В этой цитате можно ясно прочесть между строк борьбу между вчерашней и сегодняшней душой. Напрасно Мопассан прилагает все усилия, чтобы скрыть эту неожиданную чувствительность: отныне она делается все более и более ясной. Для писателя прошло время прекрасных молодых порывов в поисках истины, которой мир не знает или «притворяется незнающим». Он преследуем сожалениями, мучим дурными предчувствиями. Он испытывает непобедимую потребность гипнотизироваться созерцанием неизвестного и задавать вопросы необъяснимому.

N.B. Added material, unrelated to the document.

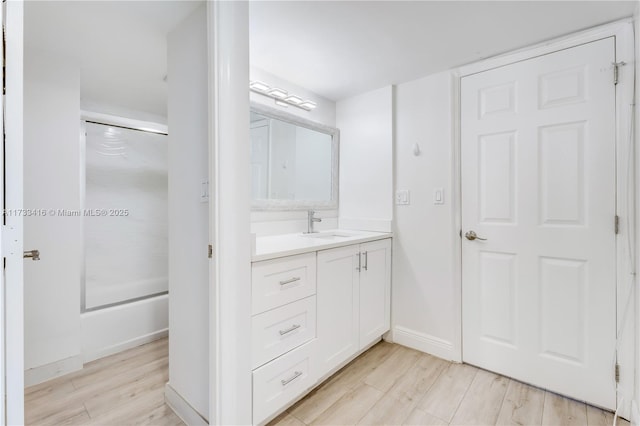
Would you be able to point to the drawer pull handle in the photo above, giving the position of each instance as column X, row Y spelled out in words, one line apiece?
column 290, row 280
column 290, row 329
column 291, row 379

Он сознает, что нечто разрушается в нем, и ему часто представляется двойственность его собственного я, существование двух наблюдающих друг за другом индивидуумов. Он догадывается, что безумие гонится за ним по пятам, подстерегает его и готовится к прыжку. Охваченный ужасом, он пробует убежать, но на море как и в горах, природа, бывшая его убежищем, теперь пугает его; ему кажется, что он слышит, как ее «скорбный и чудный голос» подтверждает неумолимый приговор.